Location: Corn Insects and Crop Genetics ResearchTitle: Evaluation of the Methionine Content of Maize (Zea mays L.) Germplasm in the Germplasm Enhancement of Maize Program) Author
Submitted to: Plant Genetic Resources
Publication Type: Peer reviewed journal
Publication Acceptance Date: 1/28/2009
Publication Date: 2/27/2009
Citation: Scott, M.P., Blanco, M.H. 2009. Evaluation of the Methionine Content of Maize (Zea mays L.) Germplasm in the Germplasm Enhancement of Maize Program. Plant Genetic Resources. 7:237-243. Interpretive Summary: Livestock and poultry diets in the US are made of corn that has been supplemented to create a nutritionally balanced diet. Amino acids such as lysine, tryptophan and methionine are among the nutrients that must be added as supplements in this way. Corn with increased content of these amino acids would require less supplementation, making diets less expensive to produce. Plant breeders use germplasm to improve corn, however, little germplasm has been characterized for it's content of amino acids. The GEM program seeks to develop novel germplasm as a resource for plant breeders. We characterized the aminoa acid content of GEM germplasm and identified lines that with superior amino acid content. This information is valuable to plant breeders who will apply it in developing new varieties. This ultimately benefits consumers and producers of livestock and poultry products by reducing the cost of animal feed.

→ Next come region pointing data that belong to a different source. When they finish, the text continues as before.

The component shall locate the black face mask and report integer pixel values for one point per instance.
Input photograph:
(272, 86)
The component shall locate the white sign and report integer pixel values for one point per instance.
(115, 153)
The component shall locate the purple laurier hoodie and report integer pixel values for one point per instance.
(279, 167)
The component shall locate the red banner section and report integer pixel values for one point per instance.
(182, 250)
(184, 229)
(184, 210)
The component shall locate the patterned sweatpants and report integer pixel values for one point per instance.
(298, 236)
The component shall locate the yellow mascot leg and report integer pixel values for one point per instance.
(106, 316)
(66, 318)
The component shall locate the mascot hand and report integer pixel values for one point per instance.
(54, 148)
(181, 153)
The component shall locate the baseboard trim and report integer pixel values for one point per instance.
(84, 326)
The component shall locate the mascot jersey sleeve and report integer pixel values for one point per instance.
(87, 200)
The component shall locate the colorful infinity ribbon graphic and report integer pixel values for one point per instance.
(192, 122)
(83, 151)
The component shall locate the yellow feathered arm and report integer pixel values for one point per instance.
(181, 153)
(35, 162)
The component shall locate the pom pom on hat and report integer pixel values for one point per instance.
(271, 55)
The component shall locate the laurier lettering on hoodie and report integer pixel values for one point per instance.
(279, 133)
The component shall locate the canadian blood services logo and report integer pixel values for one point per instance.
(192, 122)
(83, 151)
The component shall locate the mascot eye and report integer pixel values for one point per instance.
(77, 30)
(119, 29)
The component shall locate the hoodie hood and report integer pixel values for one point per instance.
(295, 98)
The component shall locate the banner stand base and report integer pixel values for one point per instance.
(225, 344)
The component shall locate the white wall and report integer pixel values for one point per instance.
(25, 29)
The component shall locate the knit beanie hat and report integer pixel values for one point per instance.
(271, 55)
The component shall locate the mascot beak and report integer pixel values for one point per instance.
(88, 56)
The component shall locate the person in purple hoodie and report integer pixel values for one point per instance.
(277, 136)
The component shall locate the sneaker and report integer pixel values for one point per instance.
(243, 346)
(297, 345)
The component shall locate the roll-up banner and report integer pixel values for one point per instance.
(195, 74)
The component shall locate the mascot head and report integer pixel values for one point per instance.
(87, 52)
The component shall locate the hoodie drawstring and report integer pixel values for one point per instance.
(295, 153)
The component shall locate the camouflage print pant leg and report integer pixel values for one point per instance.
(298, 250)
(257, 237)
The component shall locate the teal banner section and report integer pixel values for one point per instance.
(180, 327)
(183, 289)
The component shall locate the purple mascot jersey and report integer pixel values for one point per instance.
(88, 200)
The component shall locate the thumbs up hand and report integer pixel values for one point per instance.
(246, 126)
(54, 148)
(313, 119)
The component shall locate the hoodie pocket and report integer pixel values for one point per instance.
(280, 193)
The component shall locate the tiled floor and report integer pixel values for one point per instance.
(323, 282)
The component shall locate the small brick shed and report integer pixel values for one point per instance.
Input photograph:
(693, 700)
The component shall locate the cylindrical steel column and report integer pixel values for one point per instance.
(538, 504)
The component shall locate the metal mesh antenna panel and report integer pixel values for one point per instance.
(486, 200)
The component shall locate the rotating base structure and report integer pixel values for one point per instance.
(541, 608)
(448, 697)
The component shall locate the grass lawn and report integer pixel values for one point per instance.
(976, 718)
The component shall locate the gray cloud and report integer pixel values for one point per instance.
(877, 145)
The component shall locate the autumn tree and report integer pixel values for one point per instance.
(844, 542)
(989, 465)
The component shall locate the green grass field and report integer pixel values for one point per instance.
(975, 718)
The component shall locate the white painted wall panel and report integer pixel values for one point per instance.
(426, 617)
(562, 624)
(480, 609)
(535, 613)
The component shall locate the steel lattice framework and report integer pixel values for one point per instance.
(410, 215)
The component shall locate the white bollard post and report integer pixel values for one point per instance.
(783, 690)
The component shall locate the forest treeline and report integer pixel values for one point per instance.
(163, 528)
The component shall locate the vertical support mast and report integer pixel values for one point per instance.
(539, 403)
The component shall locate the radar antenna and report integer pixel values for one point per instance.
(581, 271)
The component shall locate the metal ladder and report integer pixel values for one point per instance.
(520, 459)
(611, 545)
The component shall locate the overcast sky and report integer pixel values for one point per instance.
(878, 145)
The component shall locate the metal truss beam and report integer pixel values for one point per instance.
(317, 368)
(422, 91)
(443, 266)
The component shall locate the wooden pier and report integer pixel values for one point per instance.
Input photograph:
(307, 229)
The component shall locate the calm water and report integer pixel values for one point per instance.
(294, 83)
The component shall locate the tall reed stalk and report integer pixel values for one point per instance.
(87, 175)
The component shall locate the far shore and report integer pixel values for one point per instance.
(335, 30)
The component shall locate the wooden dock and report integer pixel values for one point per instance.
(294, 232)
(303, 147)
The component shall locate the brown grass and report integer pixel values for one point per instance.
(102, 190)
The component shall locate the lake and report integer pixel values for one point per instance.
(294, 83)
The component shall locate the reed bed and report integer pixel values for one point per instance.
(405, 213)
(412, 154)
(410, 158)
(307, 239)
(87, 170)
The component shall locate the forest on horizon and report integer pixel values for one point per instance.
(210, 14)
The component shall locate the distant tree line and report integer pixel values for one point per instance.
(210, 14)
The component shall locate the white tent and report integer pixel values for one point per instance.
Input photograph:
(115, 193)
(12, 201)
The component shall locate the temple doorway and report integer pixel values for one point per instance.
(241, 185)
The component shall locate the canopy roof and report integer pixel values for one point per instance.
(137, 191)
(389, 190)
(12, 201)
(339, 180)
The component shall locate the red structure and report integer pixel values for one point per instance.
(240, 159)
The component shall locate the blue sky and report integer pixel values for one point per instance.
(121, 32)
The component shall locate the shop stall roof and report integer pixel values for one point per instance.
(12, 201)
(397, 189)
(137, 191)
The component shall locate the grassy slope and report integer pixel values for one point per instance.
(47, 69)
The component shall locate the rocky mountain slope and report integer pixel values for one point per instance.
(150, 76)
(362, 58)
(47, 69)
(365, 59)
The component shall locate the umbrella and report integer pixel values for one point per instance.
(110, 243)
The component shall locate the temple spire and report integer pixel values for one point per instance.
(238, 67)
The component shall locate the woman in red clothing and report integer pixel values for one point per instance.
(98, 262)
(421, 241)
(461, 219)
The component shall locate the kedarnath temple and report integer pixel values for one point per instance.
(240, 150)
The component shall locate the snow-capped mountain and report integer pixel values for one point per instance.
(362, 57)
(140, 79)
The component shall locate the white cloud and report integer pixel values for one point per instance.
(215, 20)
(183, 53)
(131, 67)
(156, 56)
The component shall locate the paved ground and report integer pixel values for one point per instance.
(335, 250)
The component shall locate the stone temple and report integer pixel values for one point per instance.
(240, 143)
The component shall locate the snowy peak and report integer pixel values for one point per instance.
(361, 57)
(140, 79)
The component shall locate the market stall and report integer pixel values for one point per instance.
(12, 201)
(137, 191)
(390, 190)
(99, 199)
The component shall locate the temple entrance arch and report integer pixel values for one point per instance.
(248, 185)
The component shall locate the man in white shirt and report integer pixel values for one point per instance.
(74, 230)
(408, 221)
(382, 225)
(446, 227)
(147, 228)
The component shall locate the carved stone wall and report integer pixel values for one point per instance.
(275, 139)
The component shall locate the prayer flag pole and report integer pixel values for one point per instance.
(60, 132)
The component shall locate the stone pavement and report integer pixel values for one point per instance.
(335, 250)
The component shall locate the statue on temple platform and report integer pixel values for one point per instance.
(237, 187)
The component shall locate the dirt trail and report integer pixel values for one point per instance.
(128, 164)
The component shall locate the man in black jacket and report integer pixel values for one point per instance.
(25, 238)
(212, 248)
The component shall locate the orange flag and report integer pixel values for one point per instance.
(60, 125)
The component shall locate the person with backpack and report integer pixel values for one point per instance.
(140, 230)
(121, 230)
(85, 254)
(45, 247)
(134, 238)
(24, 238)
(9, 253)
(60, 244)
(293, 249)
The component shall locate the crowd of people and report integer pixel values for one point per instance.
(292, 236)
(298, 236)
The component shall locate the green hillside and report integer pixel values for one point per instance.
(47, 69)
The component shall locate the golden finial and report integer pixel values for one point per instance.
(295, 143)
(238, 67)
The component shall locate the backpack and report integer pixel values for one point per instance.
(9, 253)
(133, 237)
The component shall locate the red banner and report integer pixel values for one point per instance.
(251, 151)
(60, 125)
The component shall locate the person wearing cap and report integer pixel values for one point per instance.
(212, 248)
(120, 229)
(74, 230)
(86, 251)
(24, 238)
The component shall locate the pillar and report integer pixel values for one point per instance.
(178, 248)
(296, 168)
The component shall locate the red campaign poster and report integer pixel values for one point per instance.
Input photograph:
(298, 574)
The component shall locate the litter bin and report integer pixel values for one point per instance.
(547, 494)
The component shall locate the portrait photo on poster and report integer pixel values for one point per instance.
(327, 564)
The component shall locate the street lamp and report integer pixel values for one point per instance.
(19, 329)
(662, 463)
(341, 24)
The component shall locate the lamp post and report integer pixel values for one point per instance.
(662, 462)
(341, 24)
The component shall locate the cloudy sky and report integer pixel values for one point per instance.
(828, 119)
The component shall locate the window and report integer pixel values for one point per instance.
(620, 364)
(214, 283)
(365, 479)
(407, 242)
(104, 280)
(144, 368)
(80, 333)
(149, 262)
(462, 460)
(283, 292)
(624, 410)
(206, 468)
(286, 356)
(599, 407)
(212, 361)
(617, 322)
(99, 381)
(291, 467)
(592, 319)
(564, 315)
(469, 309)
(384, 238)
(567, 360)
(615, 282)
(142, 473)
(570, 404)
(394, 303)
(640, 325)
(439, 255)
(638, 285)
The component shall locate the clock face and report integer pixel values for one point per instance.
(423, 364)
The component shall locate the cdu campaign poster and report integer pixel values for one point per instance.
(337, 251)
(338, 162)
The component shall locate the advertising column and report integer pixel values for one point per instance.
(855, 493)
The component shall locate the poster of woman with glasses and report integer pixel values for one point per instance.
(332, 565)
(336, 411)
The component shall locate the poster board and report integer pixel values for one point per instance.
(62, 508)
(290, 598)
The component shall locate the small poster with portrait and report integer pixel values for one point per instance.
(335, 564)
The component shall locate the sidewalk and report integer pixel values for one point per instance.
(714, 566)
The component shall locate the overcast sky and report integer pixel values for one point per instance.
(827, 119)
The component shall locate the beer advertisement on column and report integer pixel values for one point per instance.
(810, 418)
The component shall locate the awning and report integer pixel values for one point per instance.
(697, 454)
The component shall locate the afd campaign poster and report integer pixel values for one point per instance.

Technical Abstract: The GEM (Germplasm Enhancement of Maize) program is a cooperative effort between the USDA-ARS, private industry and public researchers to broaden and enhance the germplasm base of maize. In this program, selected accessions from the Latin American Maize Project (LAMP), and seven tropical hybrids donated by Dekalb to the GEM Project, were crossed to elite proprietary inbred lines contributed by commercial plant breeding programs. In most cases, the resulting hybrids were crossed to a second commercial inbred line and the resulting 25% exotic hybrids were used as breeding crosses for further development. We developed a process for evaluating the content of the essential amino acids methionine, lysine and tryptophan in the grain of GEM germplasm that balances the need for multi-year evaluations with the constantly changing entry list of this germplasm screening program. Very little variation was observed for tryptophan and lysine content, but a number of GEM lines had methionine or lysine levels that were significantly better than corn-belt checks and some were competitive high-amino acid checks.